May 15, 2015

Don’t Buy the Snake Oil-- Shedding Some Light on SEO

SEO Tactics

There’s a lot of confusion when it comes to SEO, and along with it, unscrupulous companies wanting to take advantage of businesses that crave better rankings. Sadly, we’ve seen modern-day snake oil salesmen pushing SEO tactics to our clients that simply don’t work, or worse yet, hurt their search engine rankings and/or website usability.

Yes, you read that right. Paying the wrong guys to do your SEO can actually hurt your search engine rankings. Even if they do increase traffic to your site, they can often butcher the website’s usability in the process, resulting in less time on site and fewer leads.

What these charlatans count on is your confusion. Google’s search algorithm takes into account hundreds of criteria every time you do a search. And, yes, while many things such as proper meta tags, image optimization, and link quality can be adjusted to influence search results, always keep in mind that Google’s search engine has one mission: to return interesting and relevant content to the user.

And Google is damn good at that mission. Their engineers are constantly updating their algorithm to make sure that searches return solid results. Google’s recent efforts continue to put additional weight on well written content and less on dated SEO tactics.

So how do you know if an SEO firm might be out to take advantage of you? The simplest litmus test is this: if they make no mention of updating the content on your website, you need to take a pass.

Here are a few others:If they won’t share specifics with you on how they’ll optimize your website.

  1. If they won’t share specifics with you on how they’ll optimize your website.
  2. If their own website is poorly designed and not coming up prominently in search engine results.
  3. If they can’t provide referrals for websites that they’ve optimized.
  4. If they’re promising first page search engine rankings. This is not something that can be unequivocally guaranteed and should be considered a red flag.

Content Marketing and SEO: Like PB&J

How can you tell if an SEO firm can help you get better rankings? In my mind, the first test is simple: they don’t offer just “SEO”.
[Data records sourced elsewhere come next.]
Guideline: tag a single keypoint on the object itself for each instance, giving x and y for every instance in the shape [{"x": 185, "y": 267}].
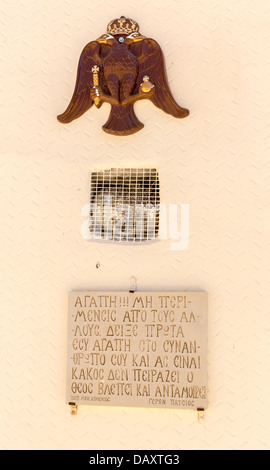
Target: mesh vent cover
[{"x": 124, "y": 204}]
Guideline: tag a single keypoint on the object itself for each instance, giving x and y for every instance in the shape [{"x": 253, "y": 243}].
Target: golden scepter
[{"x": 95, "y": 71}]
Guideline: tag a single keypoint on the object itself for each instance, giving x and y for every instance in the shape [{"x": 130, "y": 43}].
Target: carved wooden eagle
[{"x": 119, "y": 68}]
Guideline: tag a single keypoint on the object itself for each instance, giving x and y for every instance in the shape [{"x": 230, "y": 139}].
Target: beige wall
[{"x": 216, "y": 160}]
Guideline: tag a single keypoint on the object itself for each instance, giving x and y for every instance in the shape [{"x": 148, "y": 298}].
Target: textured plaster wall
[{"x": 216, "y": 160}]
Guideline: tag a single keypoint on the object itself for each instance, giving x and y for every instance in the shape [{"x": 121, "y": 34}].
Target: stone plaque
[{"x": 144, "y": 349}]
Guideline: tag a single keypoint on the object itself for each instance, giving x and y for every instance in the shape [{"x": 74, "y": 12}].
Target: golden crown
[{"x": 122, "y": 25}]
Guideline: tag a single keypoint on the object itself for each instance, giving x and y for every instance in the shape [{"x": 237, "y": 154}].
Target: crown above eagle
[{"x": 122, "y": 25}]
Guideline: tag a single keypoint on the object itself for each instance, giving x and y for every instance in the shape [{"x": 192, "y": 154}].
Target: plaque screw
[{"x": 200, "y": 414}]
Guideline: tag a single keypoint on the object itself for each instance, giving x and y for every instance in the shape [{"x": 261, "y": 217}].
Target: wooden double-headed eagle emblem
[{"x": 119, "y": 68}]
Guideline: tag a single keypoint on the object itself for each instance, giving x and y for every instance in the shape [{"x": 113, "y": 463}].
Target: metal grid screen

Content Marketing and SEO go hand in hand, and they need to be thought of as two tactics that are part of the same strategy. While SEO can be considered a specialty, it should not be thought of as a standalone service.

Without content, there is nothing to optimize. Your website needs articles, videos and images to engage visitors and give Google something to index. These need to be developed with human visitors in mind first, and search engines a distant second.

However, with that said, if you want your amazing content to be found easily, you need to apply certain SEO techniques within your content marketing campaign. Technical optimization of your website will increase the likelihood of your content being found and read by the right visitors.

You can’t effectively have content marketing without SEO. Without content marketing, the search engines have nothing to index. Without good SEO, your content marketing campaign is doomed to fail.

WWGS?

One last thought to keep in mind when evaluating your SEO strategy and vendor choice: What Would Google Say?

On their webmasters support page, Google gives this sage advice:

“Avoid tricks intended to improve search engine rankings. A good rule of thumb is whether you'd feel comfortable explaining what you've done to a website that competes with you, or to a Google employee. Another useful test is to ask, ‘Does this help my users? Would I do this if search engines didn't exist?’”

Google does a great job simplifying what the snake oil salesman count on seeming overly complex. Develop your website for human users, update it frequently with interesting and relevant content, and keep key SEO principles in mind when you do. In that order.